Facebook accusé de censure politique aux Etats-Unis

Séisme au pays des algorithmes: les humains qui interviennent dans la sélection des articles d’actualité écarteraient allégrement les sites conservateurs, accuse le site Gizmodo. Démenti furieux de Facebook

C’est le site de nouvelles tech Gizmodo qui a sorti l’affaire: des employés de Facebook ont régulièrement supprimé des nouvelles qui pourraient intéresser des internautes conservateurs de la section «Trending» du réseau social, une section très populaire et très consultée aux Etats-Unis. Cette fonction, lancée en janvier 2014 en anglais et dans certains pays seulement, dont la Suisse ou la France ne font pas partie, s’affiche en haut à droite de la timeline des utilisateurs sur ordinateurs, et permet de savoir de quoi est composée la grande conversation des internautes. Elle est censée se fonder uniquement sur des données neutres et objectives – temps de lecture, nombre de vues, de commentaires, de partages – et l’équipe de curateurs devrait uniquement réécrire les titres et résumer les articles pour les rendre appétissants pour favoriser les clics vers les sites de presse. Mais ce que raconte l’ancien employé de Facebook, interrogé par Gizmodo, c’est que les contenus étaient censurés ou au contraire mis en valeur, selon les personnes qui étaient de service dans cette équipe de curateurs. Autrement dit, bienvenue à l’arbitraire et aux biais politiques.

«Cette nouvelle est glaçante, cent soixante-sept millions d’utilisateurs lisent ces histoires sélectionnées, a immédiatement hurlé le Parti conservateur, Facebook est en position d’influencer l’élection présidentielle, c’est plus que dérangeant que cette puissance soit utilisée pour taire des points de vue ou des nouvelles qui n’arrangent pas les affaires de certains. Facebook doit rendre des comptes» – et le Parti de l’éléphant de proposer une pétition pour réclamer la fin de cette «censure» cachée.

Une bande de jeunes libéraux aux manettes

La semaine dernière déjà, Gizmodo avait fait le portrait de ces curateurs de nouvelles, d’anciens étudiants des bonnes facs de l’Ivy League, jeunes, le cœur plutôt démocrate, avec une première expérience dans le journalisme, et qui avaient manifestement toute liberté pour choisir ce qu’ils souhaitaient inclure dans le module de Trending news. «Il n’y avait pas vraiment de critère pour décider ce qu’on prenait ou pas, ça dépendait du curateur», explique un de ces journalistes – tous ont réclamé l’anonymat, ayant signé des accords de confidentialité avec Facebook. La gorge profonde de Gizmodo, un des rares curateurs de sensibilité conservatrice, choqué par cette censure de fait, a donc décidé d’enregistrer les sujets repérés par l’algorithme de Facebook comme «trending» mais qui ont quand même été écartés de la sélection finale, pour en avoir le cœur net: parmi eux de nombreux sujets provenant de sites pro-républicains comme Breitbart ou Fox News. Leur popularité native ne suffisait pas, «il fallait qu’ils soient repris par des médias plus mainstream comme le New York Times ou la BBC pour être acceptés».

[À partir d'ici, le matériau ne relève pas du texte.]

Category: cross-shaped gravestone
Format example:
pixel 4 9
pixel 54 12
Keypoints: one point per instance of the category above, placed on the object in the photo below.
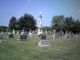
pixel 23 36
pixel 11 35
pixel 43 42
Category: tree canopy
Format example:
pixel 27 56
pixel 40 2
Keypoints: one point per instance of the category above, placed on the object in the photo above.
pixel 65 23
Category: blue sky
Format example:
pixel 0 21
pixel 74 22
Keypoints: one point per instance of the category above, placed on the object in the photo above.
pixel 49 8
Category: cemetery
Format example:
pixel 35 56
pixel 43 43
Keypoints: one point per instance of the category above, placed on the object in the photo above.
pixel 39 29
pixel 39 45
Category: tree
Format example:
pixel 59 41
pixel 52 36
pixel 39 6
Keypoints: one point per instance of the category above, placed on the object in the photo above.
pixel 68 23
pixel 57 22
pixel 13 23
pixel 27 22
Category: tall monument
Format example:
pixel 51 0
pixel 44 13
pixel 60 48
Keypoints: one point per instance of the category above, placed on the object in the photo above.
pixel 40 25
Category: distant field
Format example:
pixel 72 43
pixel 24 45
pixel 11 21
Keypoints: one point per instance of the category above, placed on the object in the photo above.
pixel 59 49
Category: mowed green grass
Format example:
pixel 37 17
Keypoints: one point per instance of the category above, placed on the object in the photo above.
pixel 59 49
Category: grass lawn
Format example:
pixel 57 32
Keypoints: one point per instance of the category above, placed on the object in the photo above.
pixel 59 49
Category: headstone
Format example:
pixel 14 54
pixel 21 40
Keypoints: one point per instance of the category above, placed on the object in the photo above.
pixel 43 42
pixel 11 35
pixel 23 36
pixel 30 33
pixel 3 37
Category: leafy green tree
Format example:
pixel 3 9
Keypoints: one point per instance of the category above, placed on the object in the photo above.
pixel 27 22
pixel 57 22
pixel 13 23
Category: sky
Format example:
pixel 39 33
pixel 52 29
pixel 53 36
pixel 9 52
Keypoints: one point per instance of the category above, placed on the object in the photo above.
pixel 49 8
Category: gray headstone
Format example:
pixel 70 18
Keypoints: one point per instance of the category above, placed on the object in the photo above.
pixel 11 35
pixel 43 43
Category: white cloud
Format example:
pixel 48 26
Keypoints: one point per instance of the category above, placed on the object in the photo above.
pixel 29 1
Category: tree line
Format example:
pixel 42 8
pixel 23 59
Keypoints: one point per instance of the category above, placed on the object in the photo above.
pixel 65 24
pixel 28 22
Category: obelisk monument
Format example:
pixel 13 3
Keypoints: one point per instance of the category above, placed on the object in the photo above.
pixel 40 25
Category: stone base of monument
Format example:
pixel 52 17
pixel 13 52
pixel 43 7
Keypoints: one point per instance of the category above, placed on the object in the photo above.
pixel 23 37
pixel 43 43
pixel 11 35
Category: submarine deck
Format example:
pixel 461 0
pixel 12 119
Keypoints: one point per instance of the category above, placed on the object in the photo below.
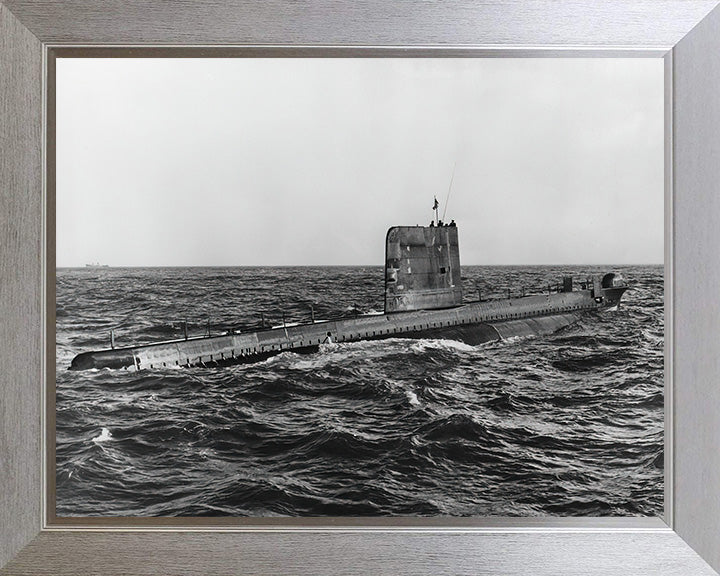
pixel 474 323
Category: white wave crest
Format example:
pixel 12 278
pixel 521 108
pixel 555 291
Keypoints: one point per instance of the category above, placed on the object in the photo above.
pixel 104 436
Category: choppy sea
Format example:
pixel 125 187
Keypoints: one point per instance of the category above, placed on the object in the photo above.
pixel 562 425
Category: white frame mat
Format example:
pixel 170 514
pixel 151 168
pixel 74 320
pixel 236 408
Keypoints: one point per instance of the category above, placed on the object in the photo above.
pixel 686 33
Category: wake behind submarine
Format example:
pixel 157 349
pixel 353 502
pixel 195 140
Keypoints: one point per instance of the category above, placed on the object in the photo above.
pixel 423 299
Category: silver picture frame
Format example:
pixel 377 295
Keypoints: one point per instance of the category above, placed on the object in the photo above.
pixel 686 34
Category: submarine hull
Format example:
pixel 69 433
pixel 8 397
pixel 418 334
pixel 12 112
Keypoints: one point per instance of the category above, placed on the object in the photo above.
pixel 473 323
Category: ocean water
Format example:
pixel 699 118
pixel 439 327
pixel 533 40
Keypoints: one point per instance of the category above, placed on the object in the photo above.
pixel 562 425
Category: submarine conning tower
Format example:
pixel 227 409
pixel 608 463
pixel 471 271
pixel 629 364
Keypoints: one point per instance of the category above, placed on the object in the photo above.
pixel 422 268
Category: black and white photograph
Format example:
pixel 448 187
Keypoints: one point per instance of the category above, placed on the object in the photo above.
pixel 359 287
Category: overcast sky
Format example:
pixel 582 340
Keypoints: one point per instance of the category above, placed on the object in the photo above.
pixel 233 162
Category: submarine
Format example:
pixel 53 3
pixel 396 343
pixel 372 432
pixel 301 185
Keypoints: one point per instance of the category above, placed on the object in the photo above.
pixel 423 299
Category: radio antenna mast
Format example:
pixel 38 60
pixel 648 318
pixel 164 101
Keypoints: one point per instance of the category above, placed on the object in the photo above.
pixel 449 189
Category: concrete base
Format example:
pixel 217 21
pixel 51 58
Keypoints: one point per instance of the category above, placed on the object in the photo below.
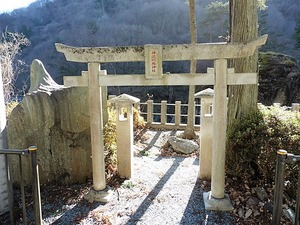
pixel 104 195
pixel 211 203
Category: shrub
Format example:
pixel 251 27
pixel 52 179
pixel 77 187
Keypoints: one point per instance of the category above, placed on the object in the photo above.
pixel 253 142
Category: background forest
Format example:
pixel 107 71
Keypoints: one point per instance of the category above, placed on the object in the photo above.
pixel 136 22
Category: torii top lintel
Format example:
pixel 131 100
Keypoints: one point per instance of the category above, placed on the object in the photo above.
pixel 207 51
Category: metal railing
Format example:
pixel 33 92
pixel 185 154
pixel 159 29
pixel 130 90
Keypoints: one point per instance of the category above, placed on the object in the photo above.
pixel 283 157
pixel 32 153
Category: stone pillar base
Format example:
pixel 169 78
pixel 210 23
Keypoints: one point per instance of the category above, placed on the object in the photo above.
pixel 220 204
pixel 104 195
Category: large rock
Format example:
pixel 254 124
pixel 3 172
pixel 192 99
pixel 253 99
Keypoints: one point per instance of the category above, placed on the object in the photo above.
pixel 55 119
pixel 279 79
pixel 184 146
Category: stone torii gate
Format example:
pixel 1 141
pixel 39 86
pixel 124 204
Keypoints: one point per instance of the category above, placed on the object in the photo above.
pixel 153 56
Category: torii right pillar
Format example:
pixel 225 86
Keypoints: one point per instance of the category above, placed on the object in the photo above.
pixel 216 199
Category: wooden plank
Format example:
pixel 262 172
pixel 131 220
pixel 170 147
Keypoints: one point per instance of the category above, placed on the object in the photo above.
pixel 208 51
pixel 167 79
pixel 242 78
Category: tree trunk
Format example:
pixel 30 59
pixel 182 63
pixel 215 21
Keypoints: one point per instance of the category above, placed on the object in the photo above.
pixel 243 28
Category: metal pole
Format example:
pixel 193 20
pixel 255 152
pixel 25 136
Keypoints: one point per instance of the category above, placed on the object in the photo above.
pixel 36 186
pixel 22 190
pixel 279 179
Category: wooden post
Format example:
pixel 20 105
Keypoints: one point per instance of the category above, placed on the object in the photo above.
pixel 295 107
pixel 219 129
pixel 4 204
pixel 96 120
pixel 149 112
pixel 206 134
pixel 163 112
pixel 216 198
pixel 177 113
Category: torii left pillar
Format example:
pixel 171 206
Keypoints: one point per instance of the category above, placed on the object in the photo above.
pixel 99 192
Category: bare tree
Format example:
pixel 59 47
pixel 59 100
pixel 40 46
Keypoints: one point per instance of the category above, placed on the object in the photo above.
pixel 244 27
pixel 10 46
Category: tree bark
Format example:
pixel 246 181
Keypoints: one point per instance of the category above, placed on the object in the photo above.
pixel 243 28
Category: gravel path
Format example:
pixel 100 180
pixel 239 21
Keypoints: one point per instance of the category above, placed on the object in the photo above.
pixel 164 190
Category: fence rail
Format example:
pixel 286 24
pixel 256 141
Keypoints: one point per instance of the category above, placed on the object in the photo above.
pixel 283 157
pixel 168 115
pixel 29 152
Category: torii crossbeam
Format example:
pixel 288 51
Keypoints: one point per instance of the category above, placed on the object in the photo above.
pixel 154 55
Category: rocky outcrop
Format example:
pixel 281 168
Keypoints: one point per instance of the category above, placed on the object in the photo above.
pixel 279 79
pixel 184 146
pixel 55 119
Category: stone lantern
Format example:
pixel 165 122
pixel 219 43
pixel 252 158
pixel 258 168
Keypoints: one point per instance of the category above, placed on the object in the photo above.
pixel 124 126
pixel 206 133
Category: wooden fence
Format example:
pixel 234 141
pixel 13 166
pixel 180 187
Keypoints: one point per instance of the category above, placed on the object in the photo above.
pixel 168 115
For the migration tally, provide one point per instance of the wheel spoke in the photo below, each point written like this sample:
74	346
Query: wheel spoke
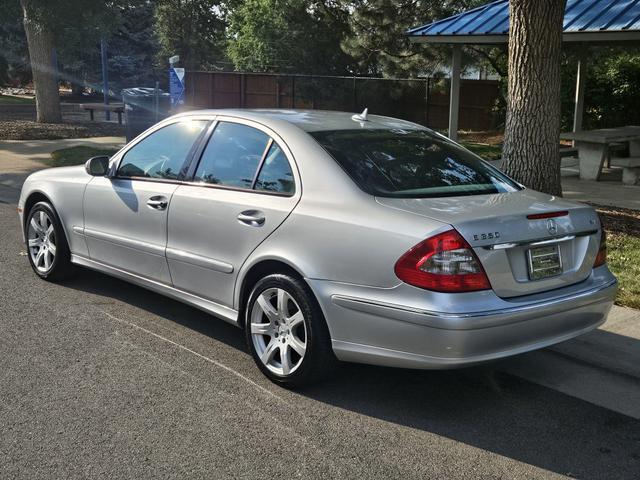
283	298
262	329
295	319
269	352
297	345
267	308
35	225
39	257
285	358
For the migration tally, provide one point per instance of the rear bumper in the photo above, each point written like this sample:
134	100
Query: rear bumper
414	331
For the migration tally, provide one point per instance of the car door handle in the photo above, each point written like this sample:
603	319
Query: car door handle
158	202
253	218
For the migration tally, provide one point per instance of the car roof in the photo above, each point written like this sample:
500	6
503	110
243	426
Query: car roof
313	120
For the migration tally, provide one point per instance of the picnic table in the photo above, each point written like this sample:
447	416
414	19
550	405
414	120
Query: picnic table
117	108
594	148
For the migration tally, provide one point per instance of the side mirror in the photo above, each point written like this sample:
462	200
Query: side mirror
97	166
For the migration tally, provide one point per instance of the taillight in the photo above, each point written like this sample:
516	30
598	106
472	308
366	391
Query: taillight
443	263
601	258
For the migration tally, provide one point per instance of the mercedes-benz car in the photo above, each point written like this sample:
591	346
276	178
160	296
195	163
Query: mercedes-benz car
325	236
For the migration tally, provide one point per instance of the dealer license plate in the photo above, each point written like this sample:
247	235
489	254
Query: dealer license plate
544	262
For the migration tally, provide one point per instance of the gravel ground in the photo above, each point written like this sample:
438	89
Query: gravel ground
29	130
103	379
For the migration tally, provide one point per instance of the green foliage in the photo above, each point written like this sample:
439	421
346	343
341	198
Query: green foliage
298	36
377	39
624	261
193	29
11	100
612	91
77	155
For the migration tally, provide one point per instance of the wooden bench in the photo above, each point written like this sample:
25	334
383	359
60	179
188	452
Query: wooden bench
117	108
568	152
630	169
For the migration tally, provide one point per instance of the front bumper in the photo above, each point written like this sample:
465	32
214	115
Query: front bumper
411	328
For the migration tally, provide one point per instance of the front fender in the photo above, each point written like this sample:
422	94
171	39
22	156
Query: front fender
64	188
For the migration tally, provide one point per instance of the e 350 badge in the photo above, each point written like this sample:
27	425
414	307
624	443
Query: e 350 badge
486	236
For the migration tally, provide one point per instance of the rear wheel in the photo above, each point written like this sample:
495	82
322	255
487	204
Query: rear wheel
286	332
46	243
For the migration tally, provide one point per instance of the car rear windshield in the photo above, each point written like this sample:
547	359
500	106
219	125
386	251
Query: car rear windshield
411	164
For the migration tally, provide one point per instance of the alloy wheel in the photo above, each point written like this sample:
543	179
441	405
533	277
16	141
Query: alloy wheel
41	241
278	331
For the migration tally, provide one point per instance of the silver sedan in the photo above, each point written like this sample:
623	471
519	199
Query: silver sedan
328	236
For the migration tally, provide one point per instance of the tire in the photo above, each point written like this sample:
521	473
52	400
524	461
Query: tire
291	323
46	243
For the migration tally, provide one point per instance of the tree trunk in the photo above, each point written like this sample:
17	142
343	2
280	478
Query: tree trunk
532	133
45	78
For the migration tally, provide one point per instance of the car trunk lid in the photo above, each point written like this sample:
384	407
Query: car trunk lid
520	255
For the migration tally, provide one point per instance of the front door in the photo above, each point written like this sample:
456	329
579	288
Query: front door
126	215
242	190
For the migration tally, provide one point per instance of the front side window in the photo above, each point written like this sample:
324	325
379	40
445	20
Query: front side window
232	155
275	174
163	153
411	164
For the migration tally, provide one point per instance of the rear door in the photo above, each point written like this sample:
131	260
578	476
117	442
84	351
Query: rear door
126	215
243	188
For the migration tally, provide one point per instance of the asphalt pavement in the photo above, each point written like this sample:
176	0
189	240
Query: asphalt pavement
99	378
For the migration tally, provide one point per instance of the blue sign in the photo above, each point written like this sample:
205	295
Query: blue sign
176	86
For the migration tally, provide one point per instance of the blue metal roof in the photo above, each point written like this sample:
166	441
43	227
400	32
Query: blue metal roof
584	20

Gizmodo a enquêté, aucune pression particulière de la part du management de Facebook n’est à l’origine de ces censures, ce sont les curateurs qui prenaient d’eux-mêmes en charge la sélection des sujets, pas forcément conscients de leurs biais. Gizmodo n’a de même pas été capable de déterminer si des sujets «liberal» avaient aussi été écartés par les curateurs conservateurs.

Si des sujets «trending» ont disparu, d’autres ont été manuellement ajoutés, raconte toujours Gizmodo. La direction de Facebook a plusieurs fois demandé explicitement à ce que certains sujets qui n’apparaissaient pas via l’algorithme soient quand même inclus dans la box Trending: la disparition du vol MH370 des Malysia Airlines et les attaques à Charlie Hebdo ont ainsi été ajoutées d’autorité dans le module – un écho de la difficulté de Facebook à donner de l’information rapidement, contrairement à Twitter. «On hurlait sur nous si quelque chose était partout sur Twitter et pas sur Facebook» explique encore un curateur. Autre exemple d’inclusion manuelle: Facebook a reçu beaucoup de pressions parce que le mouvement #Blacklivesmatter ne faisait pas partie de sa box Trending, il a ensuite été rajouté volontairement – fait d’autant plus intéressant que le mouvement de défense des Noirs aux Etats-Unis est né sur Facebook…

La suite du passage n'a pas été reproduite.